The formulation of the null and alternative hypotheses for the
non-inferiority design differs depending on whether high or low scores on the
dependent variable represent non-inferiority. In the case where high scores
correspond to non-inferiority, the hypotheses are as follows: The null
hypothesis states that the population mean of the experimental group (e.g., a
new medication) is lower than the population mean of the control group (e.g.,
a placebo or an already existing medication) minus the non-inferiority
margin. The alternative hypothesis states that the population mean of the
experimental group is higher than the population mean of the control group
minus the non-inferiority margin. Thus, the null hypothesis goes in the
negative direction (i.e., H-) and the alternative hypothesis in the positive
direction (i.e., H+). In turn, in the case where low scores correspond to
non-inferiority, the hypotheses are as follows: The null hypothesis states
that the population mean of the experimental group is higher than the
population mean of the control group plus the non-inferiority margin. The
alternative hypothesis states that the population mean of the experimental
group is lower than the population mean of the control group plus the
non-inferiority margin. Thus, the null hypothesis goes in the positive
direction (i.e., H+) and the alternative hypothesis in the negative direction
(i.e., H-). The dependent variable must be continuous.

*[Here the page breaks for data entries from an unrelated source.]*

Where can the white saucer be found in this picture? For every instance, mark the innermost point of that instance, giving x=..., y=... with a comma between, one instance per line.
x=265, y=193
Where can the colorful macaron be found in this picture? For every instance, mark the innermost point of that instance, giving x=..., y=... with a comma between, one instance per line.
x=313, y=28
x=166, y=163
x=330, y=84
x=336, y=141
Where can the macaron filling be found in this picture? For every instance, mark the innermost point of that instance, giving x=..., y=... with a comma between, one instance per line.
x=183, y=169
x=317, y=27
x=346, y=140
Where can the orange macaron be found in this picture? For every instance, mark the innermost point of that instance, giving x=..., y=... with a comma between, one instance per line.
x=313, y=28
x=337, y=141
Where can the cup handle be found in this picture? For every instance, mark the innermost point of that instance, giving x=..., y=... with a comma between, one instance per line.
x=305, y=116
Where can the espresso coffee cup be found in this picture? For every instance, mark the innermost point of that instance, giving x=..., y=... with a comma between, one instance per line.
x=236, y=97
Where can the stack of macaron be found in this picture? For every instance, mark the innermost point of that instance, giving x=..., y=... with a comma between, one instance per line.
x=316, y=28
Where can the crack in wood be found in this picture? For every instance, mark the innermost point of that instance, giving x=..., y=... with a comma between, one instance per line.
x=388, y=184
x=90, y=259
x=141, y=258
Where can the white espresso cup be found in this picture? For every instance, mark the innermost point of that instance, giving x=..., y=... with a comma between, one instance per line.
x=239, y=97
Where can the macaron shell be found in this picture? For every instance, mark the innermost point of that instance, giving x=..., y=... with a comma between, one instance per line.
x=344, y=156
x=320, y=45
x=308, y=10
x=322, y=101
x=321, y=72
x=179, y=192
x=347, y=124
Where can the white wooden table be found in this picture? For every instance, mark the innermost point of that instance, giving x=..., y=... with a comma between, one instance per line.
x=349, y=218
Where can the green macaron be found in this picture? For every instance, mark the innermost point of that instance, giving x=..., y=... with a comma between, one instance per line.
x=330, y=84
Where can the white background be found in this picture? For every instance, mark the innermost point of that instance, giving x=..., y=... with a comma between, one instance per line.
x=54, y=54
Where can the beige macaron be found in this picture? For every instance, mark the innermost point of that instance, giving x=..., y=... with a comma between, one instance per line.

Since the main goal of infer_bf is to establish
non-inferiority, the resulting Bayes factor quantifies evidence in favor of
the alternative hypothesis. In the case where high values represent
non-inferiority we have BF+- and in the case where low values represent
non-inferiority we have BF-+. Evidence for the null hypothesis can easily be
calculated by taking the reciprocal of the original Bayes factor (i.e., BF+-
= 1 / BF-+ and vice versa). Quantification of evidence in favor of the null
hypothesis is logically sound and legitimate within the Bayesian framework
(see e.g., van Ravenzwaaij et al., 2019).
infer_bf can be utilized to calculate a Bayes factor based on
raw data (i.e., if arguments x and y are defined) or summary
statistics (i.e., if arguments n_x, n_y, mean_x, and
mean_y (or ci_margin and ci_level instead of sd_x
and sd_y) are defined). Arguments with 'x' as a name or suffix
correspond to the control group, whereas arguments with 'y' as a name or
suffix correspond to the experimental group.
Since sometimes high scores on the dependent variable are considered
non-inferior (e.g., amount of social interactions) and sometimes rather the
low scores (e.g., severity of symptoms), the direction of non-inferiority can
be specified with the argument direction. For the case where high
values on the dependent variable indicate non-inferiority, 'high' (the
default) should be specified for the argument direction; if low values
on the dependent variable indicate non-inferiority, 'low' should be specified
for the argument direction.
With the argument ni_margin, the non-inferiority margin can be
specified. ni_margin should be a positive number.' It can be declared
whether the non-inferiority margin is specified in standardized or
unstandardized units with the ni_margin_std argument, where TRUE,
corresponding to standardized units, is the default.
For the calculation of the Bayes factor, a Cauchy prior density centered on 0
is chosen for the effect size under the alternative hypothesis. The standard
Cauchy distribution, with a location parameter of 0 and a scale parameter of
1, resembles a standard Normal distribution, except that the Cauchy
distribution has less mass at the center but heavier tails (Liang et al.,
2008; Rouder et al., 2009). The argument prior_scale specifies the
width of the Cauchy prior, which corresponds to half of the interquartile
range. Thus, by adjusting the Cauchy prior scale with prior_scale,
different ranges of expected effect sizes can be emphasized. The default
prior scale is set to r = 1 / sqrt(2).
infer_bf creates an S4 object of class
'>baymedrNonInferiority, which has multiple slots/entries (e.g.,
type of data, prior scale, Bayes factor, etc.; see Value). If it is desired
to store or extract solely the Bayes factor, the user can do this with
get_bf, by setting the S4 object as an argument (see Examples).